Management projected Q1 2026 revenue at $678 million, indicating merely 10% growth. This forecast underwhelmed market participants and sparked the immediate 5% post-earnings selloff.
Amazon represents a significant competitive challenge. Its advertising segment generated $21.3 billion during Q4 2025, climbing 23% — exceeding TTD’s 14% quarterly revenue advancement. TTD executives have attributed last year’s margin pressure partially to excessive advertising supply availability.
TTD’s Competitive Response
TTD management isn’t conceding market position easily. During the earnings conference call, executives highlighted a comparative analysis where a prominent appliance manufacturer tested its platform against Amazon’s DSP.
The outcome: TTD accessed 70% more distinct households, delivered 30% lower aggregate costs, and achieved campaign results six times superior to Amazon’s offering.
The company’s position emphasizes its platform neutrality — unlike Amazon, TTD doesn’t control advertising inventory — providing marketers broader distribution across the open web.
The programmatic advertising sector reached $833 billion valuation in 2024 and analysts forecast growth to $4.4 trillion by 2032, representing approximately 23% compound annual expansion.

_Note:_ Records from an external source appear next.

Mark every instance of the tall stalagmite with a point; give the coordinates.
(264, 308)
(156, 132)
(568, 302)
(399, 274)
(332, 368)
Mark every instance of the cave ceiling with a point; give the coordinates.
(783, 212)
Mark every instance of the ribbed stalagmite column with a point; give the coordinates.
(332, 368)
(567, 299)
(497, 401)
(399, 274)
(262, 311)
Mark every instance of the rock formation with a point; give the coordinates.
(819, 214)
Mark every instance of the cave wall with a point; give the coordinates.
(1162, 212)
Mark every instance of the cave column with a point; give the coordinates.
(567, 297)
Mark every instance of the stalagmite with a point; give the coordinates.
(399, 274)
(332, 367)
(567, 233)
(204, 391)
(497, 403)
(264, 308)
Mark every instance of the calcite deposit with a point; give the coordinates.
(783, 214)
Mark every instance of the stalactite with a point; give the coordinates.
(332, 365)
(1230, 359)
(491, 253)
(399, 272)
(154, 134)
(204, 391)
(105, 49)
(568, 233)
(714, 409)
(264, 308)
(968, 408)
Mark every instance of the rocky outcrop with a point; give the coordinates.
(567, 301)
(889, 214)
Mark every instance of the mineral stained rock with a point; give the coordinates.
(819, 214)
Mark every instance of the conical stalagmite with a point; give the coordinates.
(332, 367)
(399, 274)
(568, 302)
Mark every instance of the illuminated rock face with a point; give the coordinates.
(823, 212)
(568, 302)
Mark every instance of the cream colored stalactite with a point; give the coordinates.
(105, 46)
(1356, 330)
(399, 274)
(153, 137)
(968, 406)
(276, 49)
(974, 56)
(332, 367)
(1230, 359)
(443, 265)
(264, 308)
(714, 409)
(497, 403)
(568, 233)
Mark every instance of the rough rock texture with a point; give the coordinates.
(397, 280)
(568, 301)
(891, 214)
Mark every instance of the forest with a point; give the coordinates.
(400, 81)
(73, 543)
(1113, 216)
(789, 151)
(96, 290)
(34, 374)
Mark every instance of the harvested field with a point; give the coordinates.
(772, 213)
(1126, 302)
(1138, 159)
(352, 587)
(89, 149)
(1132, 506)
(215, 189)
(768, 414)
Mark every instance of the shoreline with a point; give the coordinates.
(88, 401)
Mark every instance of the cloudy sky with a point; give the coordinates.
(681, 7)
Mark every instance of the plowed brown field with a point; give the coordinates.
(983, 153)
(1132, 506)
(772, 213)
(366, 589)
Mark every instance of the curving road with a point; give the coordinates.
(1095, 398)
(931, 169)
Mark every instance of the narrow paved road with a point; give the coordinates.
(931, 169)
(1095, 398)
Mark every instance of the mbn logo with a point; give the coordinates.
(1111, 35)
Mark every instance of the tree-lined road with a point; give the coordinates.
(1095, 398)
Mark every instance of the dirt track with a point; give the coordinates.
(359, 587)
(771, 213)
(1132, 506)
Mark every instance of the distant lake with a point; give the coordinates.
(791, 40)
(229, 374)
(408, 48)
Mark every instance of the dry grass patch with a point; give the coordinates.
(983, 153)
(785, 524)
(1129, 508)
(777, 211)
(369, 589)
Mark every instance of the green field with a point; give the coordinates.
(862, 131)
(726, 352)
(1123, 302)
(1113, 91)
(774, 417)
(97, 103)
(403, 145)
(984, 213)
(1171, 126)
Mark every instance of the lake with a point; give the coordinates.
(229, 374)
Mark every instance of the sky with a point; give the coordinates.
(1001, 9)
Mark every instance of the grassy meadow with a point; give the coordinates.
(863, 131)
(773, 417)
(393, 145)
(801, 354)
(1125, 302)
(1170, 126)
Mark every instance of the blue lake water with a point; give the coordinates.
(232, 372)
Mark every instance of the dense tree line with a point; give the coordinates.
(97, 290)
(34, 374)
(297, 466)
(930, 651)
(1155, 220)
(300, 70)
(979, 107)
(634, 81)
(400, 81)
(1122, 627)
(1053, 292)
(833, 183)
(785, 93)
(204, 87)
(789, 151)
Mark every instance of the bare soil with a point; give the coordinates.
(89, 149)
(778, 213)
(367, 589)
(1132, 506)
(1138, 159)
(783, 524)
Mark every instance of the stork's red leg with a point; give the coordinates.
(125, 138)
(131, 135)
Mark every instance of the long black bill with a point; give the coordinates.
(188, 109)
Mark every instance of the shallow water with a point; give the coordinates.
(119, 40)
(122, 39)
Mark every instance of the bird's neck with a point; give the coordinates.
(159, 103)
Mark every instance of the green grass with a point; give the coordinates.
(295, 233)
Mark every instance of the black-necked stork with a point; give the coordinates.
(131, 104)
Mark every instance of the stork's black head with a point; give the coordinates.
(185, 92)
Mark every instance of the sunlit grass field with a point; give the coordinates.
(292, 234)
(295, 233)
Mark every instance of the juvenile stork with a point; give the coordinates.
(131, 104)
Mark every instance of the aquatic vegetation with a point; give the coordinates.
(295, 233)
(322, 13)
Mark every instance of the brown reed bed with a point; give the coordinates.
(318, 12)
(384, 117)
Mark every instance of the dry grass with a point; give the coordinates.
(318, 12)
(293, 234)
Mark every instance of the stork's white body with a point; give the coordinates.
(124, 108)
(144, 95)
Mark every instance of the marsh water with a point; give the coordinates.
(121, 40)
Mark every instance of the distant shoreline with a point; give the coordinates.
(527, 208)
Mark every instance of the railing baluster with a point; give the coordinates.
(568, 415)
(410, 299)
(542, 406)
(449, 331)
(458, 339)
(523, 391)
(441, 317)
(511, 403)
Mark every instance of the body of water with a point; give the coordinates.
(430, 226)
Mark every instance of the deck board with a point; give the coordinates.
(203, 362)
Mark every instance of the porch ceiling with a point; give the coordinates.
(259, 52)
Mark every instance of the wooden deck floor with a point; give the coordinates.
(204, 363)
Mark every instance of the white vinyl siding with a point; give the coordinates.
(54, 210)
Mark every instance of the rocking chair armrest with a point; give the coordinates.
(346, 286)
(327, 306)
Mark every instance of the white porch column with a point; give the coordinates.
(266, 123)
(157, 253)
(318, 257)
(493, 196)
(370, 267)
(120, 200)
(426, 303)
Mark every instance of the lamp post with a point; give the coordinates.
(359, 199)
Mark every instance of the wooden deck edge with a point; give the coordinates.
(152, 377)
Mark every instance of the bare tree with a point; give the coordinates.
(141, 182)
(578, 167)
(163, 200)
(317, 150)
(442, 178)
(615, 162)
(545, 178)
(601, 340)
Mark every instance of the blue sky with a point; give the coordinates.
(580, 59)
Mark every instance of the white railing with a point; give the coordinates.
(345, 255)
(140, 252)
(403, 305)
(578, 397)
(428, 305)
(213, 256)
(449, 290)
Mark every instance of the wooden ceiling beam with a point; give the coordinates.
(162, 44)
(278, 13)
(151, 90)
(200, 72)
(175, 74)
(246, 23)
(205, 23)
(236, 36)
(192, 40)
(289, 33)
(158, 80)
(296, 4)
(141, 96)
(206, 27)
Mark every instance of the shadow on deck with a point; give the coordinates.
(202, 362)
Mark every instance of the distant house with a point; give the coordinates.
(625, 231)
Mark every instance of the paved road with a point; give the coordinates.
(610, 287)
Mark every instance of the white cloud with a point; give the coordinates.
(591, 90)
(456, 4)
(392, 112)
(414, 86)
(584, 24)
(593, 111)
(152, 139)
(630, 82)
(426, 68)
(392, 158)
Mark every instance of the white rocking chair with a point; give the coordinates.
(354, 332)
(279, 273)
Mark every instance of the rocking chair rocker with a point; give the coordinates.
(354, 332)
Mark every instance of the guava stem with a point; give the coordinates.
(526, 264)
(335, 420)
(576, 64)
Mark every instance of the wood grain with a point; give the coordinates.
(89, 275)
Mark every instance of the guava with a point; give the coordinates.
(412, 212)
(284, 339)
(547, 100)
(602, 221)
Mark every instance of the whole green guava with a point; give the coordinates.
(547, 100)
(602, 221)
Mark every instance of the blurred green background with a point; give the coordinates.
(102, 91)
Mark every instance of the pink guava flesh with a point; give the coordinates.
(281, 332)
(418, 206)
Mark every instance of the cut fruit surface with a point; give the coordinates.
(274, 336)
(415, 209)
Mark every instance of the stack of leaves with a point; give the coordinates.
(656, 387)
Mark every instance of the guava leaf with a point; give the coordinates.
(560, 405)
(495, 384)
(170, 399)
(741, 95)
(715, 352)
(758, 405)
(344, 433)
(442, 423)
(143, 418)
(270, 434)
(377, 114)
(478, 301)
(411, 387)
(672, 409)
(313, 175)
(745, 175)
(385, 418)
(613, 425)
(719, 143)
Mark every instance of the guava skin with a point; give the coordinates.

Shares currently trade around 4x sales, below the 8.3x average for U.S. technology companies. The consensus 12-month analyst price target stands at $32, implying 34% appreciation potential from present levels — though Wedbush’s $23 forecast sits considerably beneath that consensus.
TTD stock declined over 2% during Friday’s premarket session following the Wedbush rating cut.